R 代写-PSTAT 131/231|学霸联盟

R 代写-PSTAT 131/231

时间：2021-12-05

PSTAT 131/231 Final Project (2021)
Due December 9, 2021, 7:00 PM PT
Instructions and Expectations
You are allowed and encouraged to work with one partner on this project. Include your names, perm numbers, and whether you are taking
the class for 131 or 231 credit.
You are welcome and encouraged to write up your report as a research paper (e.g. abstract, introduction, methods, results, conclusion) as
long as you address each of the questions below. Alternatively, you can format the assignment like a long homework by addressing each
question in parts.
All of your results should be formatted in a professional and visually appealing manner. That means, either as a polished visualization or for
tabular data, a nicely formatted table.
All R code should be available from your Rmarkdown file, but does not need to be shown in the body of the report! Use the chunk option
echo=FALSE to exclude code from appearing in your write-up when necessary. In addition to your Rmarkdown, you should turn in the write-
up as either a pdf document or an html file (both are acceptable).

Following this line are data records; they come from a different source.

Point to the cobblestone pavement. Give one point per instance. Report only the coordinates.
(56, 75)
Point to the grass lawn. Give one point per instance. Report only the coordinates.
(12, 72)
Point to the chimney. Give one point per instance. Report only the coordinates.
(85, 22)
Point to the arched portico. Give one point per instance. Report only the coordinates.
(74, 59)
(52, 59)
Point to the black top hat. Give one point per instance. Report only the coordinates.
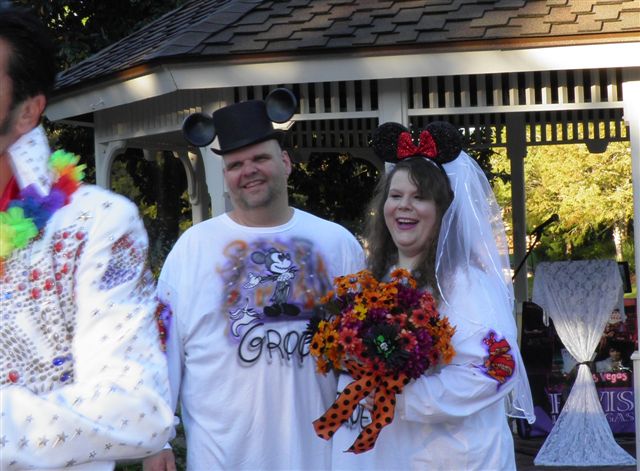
(241, 124)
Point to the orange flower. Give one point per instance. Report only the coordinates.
(322, 365)
(317, 344)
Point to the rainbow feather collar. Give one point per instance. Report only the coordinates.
(28, 214)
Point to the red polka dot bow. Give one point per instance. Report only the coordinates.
(426, 148)
(384, 388)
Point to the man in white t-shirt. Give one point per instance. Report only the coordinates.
(238, 291)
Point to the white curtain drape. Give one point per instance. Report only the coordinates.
(579, 297)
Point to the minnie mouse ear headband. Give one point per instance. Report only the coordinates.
(241, 124)
(439, 141)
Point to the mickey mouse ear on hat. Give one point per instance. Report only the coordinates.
(384, 141)
(281, 104)
(198, 129)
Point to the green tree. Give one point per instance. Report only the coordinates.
(591, 193)
(335, 187)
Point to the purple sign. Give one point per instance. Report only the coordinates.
(617, 404)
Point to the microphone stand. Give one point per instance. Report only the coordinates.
(532, 244)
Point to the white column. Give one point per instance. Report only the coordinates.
(104, 154)
(213, 165)
(393, 101)
(631, 93)
(196, 185)
(516, 151)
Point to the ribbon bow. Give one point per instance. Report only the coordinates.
(385, 387)
(426, 148)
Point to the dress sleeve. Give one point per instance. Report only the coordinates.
(483, 369)
(474, 380)
(117, 406)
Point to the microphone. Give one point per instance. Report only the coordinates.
(538, 230)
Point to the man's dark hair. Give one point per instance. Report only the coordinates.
(32, 57)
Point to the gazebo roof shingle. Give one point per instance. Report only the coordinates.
(222, 29)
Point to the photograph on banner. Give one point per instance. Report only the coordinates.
(552, 369)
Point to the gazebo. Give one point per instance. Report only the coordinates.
(544, 71)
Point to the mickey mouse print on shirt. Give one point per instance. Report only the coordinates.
(268, 283)
(280, 271)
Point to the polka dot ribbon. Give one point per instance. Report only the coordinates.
(384, 388)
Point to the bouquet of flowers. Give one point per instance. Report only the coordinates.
(384, 334)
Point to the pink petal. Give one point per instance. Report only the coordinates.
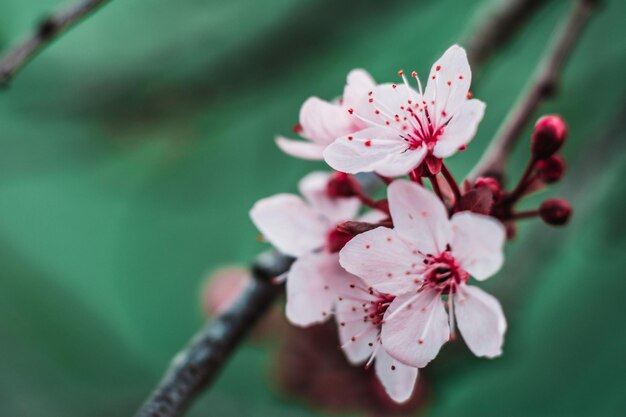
(300, 149)
(419, 216)
(481, 321)
(363, 151)
(323, 122)
(355, 93)
(358, 337)
(415, 328)
(383, 260)
(461, 128)
(310, 298)
(450, 85)
(289, 224)
(478, 243)
(336, 210)
(397, 379)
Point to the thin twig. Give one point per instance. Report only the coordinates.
(196, 366)
(48, 30)
(543, 85)
(199, 363)
(496, 25)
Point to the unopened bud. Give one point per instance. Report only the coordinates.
(552, 169)
(555, 211)
(548, 137)
(491, 184)
(341, 184)
(337, 239)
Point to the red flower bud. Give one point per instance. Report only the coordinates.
(342, 185)
(548, 137)
(555, 211)
(552, 169)
(491, 184)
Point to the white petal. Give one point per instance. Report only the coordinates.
(300, 149)
(400, 164)
(419, 216)
(415, 328)
(323, 122)
(364, 150)
(355, 94)
(289, 224)
(452, 68)
(310, 297)
(397, 378)
(478, 243)
(336, 210)
(383, 260)
(481, 321)
(461, 129)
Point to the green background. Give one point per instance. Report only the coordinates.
(132, 149)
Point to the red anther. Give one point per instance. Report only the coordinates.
(336, 240)
(552, 169)
(490, 183)
(341, 184)
(548, 137)
(555, 211)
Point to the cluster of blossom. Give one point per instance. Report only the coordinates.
(395, 272)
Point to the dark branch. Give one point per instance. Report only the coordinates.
(196, 366)
(199, 363)
(496, 26)
(48, 30)
(543, 85)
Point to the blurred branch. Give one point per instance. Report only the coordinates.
(193, 369)
(496, 26)
(198, 364)
(48, 30)
(543, 85)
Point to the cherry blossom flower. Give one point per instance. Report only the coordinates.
(425, 262)
(408, 127)
(321, 122)
(302, 228)
(359, 312)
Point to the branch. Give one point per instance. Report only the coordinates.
(197, 365)
(496, 26)
(48, 30)
(543, 85)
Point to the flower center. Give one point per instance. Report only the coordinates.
(443, 273)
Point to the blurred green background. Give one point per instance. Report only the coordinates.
(132, 149)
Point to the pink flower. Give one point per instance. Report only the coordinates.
(301, 228)
(427, 256)
(321, 122)
(407, 127)
(360, 311)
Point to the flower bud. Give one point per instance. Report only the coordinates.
(491, 184)
(337, 239)
(555, 211)
(341, 184)
(548, 137)
(552, 169)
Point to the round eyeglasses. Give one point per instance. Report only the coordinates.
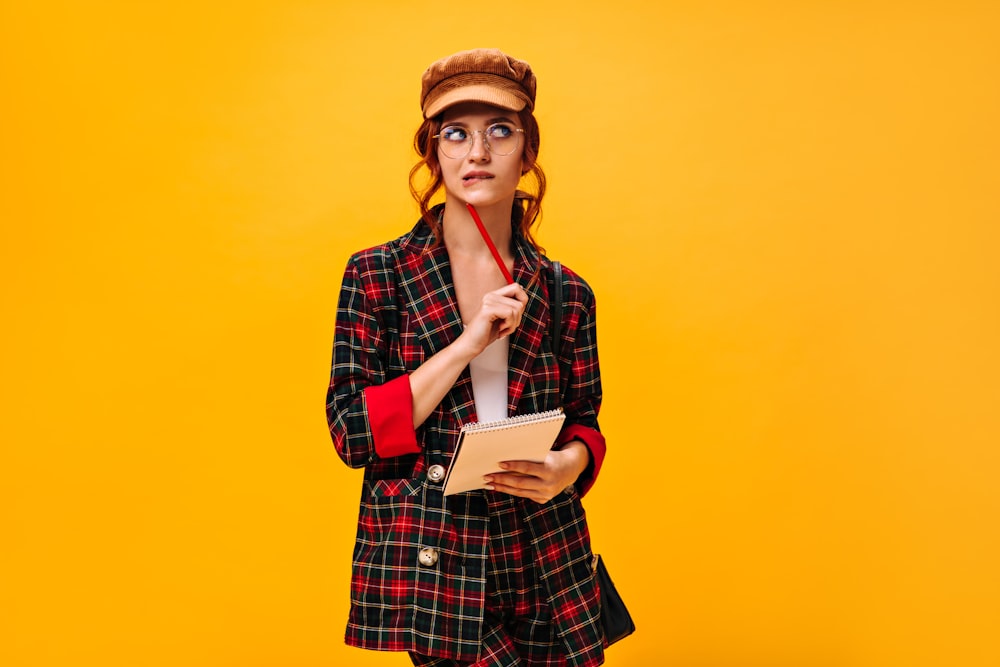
(499, 139)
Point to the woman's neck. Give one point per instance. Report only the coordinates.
(462, 235)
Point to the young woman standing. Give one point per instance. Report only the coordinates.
(430, 336)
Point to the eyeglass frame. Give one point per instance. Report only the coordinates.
(472, 139)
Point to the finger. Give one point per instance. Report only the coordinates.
(524, 467)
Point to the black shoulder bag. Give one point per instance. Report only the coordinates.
(615, 619)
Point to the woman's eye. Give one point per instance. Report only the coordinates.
(500, 131)
(455, 134)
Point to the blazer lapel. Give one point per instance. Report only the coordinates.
(425, 278)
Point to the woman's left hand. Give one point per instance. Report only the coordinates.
(542, 482)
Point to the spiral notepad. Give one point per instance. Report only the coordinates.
(482, 446)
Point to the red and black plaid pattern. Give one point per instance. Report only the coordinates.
(396, 309)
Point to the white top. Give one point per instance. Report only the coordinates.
(489, 381)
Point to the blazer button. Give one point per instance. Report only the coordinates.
(427, 557)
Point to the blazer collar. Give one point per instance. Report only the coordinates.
(425, 276)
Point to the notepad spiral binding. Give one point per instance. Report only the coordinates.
(511, 422)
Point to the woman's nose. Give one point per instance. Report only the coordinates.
(479, 151)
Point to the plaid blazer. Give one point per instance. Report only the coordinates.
(396, 309)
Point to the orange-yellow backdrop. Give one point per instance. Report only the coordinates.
(789, 213)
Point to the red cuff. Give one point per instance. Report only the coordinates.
(594, 441)
(390, 415)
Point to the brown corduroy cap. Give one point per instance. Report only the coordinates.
(480, 75)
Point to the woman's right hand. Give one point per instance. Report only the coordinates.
(499, 315)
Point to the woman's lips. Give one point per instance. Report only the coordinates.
(475, 177)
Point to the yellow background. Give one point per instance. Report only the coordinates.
(788, 211)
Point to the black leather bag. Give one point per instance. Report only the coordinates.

All files should be submitted electronically via GauchoSpace. See course syllabus for submission instructions.
In this project, we will study and analyze the Untied States county-level census data and county-level education data. In particular, our target would
be to build and evaluate statistical machine learning models to understand some of the potential causes of poverty.
Data
Census data
We essentially start with the 2017 United States county-level census data, which is available here. This dataset contains many demographic
variables for each county in the U.S.
We load in and clean the census dataset by transforming the full state names to abbreviations (to match the education dataset in later steps).

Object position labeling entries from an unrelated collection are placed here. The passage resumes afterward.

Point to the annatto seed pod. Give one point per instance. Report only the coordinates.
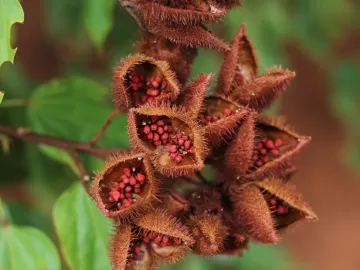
(267, 206)
(209, 233)
(180, 12)
(220, 116)
(167, 238)
(126, 186)
(239, 66)
(140, 79)
(275, 144)
(170, 136)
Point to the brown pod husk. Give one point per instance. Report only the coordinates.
(119, 246)
(262, 91)
(108, 194)
(209, 232)
(228, 116)
(194, 36)
(239, 65)
(253, 212)
(201, 11)
(180, 58)
(238, 156)
(164, 225)
(276, 158)
(178, 122)
(132, 79)
(192, 98)
(298, 210)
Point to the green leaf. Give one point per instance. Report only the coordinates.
(98, 19)
(75, 108)
(82, 230)
(10, 13)
(27, 248)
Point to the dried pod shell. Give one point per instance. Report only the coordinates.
(220, 117)
(261, 92)
(239, 65)
(119, 247)
(180, 151)
(275, 145)
(298, 210)
(209, 232)
(126, 187)
(162, 223)
(253, 212)
(194, 13)
(140, 79)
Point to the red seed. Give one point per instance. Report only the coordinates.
(269, 144)
(274, 152)
(140, 177)
(127, 171)
(156, 137)
(132, 181)
(278, 142)
(146, 129)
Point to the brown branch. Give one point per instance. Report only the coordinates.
(67, 145)
(102, 131)
(84, 175)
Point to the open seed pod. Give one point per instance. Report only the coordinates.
(170, 136)
(220, 116)
(140, 79)
(274, 145)
(180, 58)
(262, 91)
(239, 65)
(209, 233)
(168, 239)
(285, 203)
(126, 186)
(180, 12)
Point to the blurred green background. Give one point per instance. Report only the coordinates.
(59, 84)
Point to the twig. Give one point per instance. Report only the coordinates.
(85, 176)
(102, 131)
(70, 146)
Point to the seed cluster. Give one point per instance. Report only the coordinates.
(264, 150)
(156, 130)
(122, 193)
(179, 146)
(207, 119)
(150, 237)
(145, 89)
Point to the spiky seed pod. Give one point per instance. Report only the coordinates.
(179, 57)
(209, 232)
(126, 186)
(262, 91)
(180, 12)
(220, 117)
(194, 36)
(170, 136)
(239, 65)
(285, 203)
(275, 144)
(119, 247)
(238, 156)
(192, 98)
(253, 212)
(141, 79)
(171, 240)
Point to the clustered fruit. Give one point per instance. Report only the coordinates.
(161, 204)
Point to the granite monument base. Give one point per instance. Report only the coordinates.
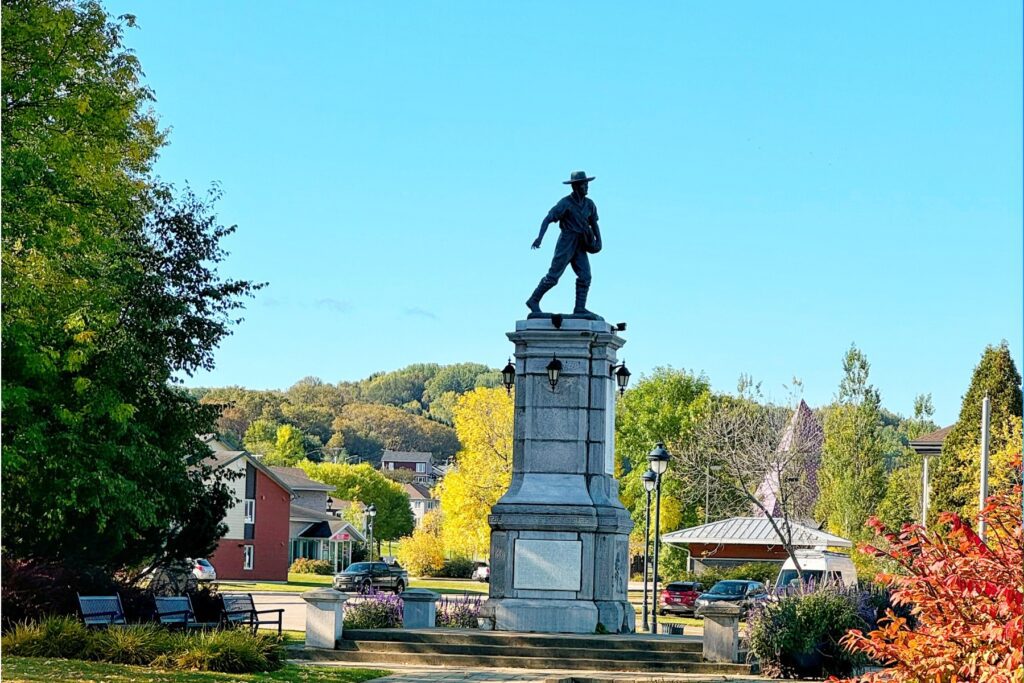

Specifically, R contains default global variables state.name and state.abb that store the full names and the associated abbreviations of the
50 states. However, it does not contain District of Columbia (and the associated DC ). We added it back manually since census contains
information in DC. We further remove data from Purto Rico to ease the visualization in later steps.

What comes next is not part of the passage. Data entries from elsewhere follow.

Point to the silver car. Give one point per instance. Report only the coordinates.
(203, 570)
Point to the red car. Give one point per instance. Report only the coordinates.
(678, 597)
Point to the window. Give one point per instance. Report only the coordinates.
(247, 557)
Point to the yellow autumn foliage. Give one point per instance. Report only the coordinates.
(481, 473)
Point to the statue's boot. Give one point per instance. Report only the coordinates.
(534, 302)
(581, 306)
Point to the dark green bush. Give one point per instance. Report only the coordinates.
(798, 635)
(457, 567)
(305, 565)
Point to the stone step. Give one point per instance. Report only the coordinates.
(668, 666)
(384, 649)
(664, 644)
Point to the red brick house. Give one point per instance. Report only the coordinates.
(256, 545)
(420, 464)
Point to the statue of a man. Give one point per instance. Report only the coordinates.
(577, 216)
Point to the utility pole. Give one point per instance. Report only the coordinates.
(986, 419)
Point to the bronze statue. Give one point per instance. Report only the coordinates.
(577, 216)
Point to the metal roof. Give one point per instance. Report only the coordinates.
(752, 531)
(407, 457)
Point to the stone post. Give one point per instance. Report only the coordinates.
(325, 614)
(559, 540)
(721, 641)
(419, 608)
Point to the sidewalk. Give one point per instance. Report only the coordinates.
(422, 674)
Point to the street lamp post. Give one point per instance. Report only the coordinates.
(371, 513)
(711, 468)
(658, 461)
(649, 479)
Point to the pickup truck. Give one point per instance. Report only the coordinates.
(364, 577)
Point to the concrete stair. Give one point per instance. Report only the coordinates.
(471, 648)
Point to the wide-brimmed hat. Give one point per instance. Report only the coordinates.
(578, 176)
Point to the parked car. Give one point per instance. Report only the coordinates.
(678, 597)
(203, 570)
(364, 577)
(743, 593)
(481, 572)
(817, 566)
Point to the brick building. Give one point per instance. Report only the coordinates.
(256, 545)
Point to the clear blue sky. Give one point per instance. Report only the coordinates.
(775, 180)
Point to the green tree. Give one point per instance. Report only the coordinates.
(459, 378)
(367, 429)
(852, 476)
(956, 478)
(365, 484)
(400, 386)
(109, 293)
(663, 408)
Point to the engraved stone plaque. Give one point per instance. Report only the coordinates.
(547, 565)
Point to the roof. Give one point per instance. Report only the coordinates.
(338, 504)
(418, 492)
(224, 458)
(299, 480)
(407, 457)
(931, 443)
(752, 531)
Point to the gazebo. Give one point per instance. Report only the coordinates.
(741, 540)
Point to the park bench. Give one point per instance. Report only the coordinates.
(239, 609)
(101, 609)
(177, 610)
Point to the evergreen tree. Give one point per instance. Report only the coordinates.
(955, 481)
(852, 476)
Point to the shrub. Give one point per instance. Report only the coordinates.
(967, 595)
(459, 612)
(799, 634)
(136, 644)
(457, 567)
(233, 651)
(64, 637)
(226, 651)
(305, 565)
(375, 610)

state.name <- c(state.name, "District of Columbia")
state.abb <- c(state.abb, "DC")
## read in census data
census <- read_csv("./acs2017_county_data.csv") %>% select(-CountyId, -ChildPoverty, -Income, -IncomeErr, -Income
PerCap, -IncomePerCapErr) %>%
mutate(State = state.abb[match(`State`, state.name)]) %>%
filter(State != "PR")
Followings are the first few rows of the census data. The column names are all very self-explanatory:
Education data
We also include the education dataset, available at Economic Research Service at USDA. The dataset contains county-level educational
attainment for adults age 25 and older in 1970-2019. We specifically use educational attainment information for the time period of 2015-2019.
To clean the data, we remove uninformative columns (as in FIPS Code , 2003 Rural-urban Continuum Code , 2003 Urban Influence Code ,
2013 Rural-urban Continuum Code , and 2013 Urban Influence Code ). To be consistent with census data, we exclude data from Purto
Rico and we rename Area name to County in order to match that in the census dataset.
## read in education data
education <- read_csv("./education.csv") %>%
filter(!is.na(`2003 Rural-urban Continuum Code`)) %>%
filter(State != "PR") %>%
select(-`FIPS Code`,
-`2003 Rural-urban Continuum Code`,
-`2003 Urban Influence Code`,
-`2013 Rural-urban Continuum Code`,
-`2013 Urban Influence Code`) %>%
rename(County = `Area name`)
Preliminary data analysis
1. (1 pts) Report the dimension of census . (1 pts) Are there missing values in the data set? (1 pts) Compute the total number of distinct
values in State in census to verify that the data contains all states and a federal district.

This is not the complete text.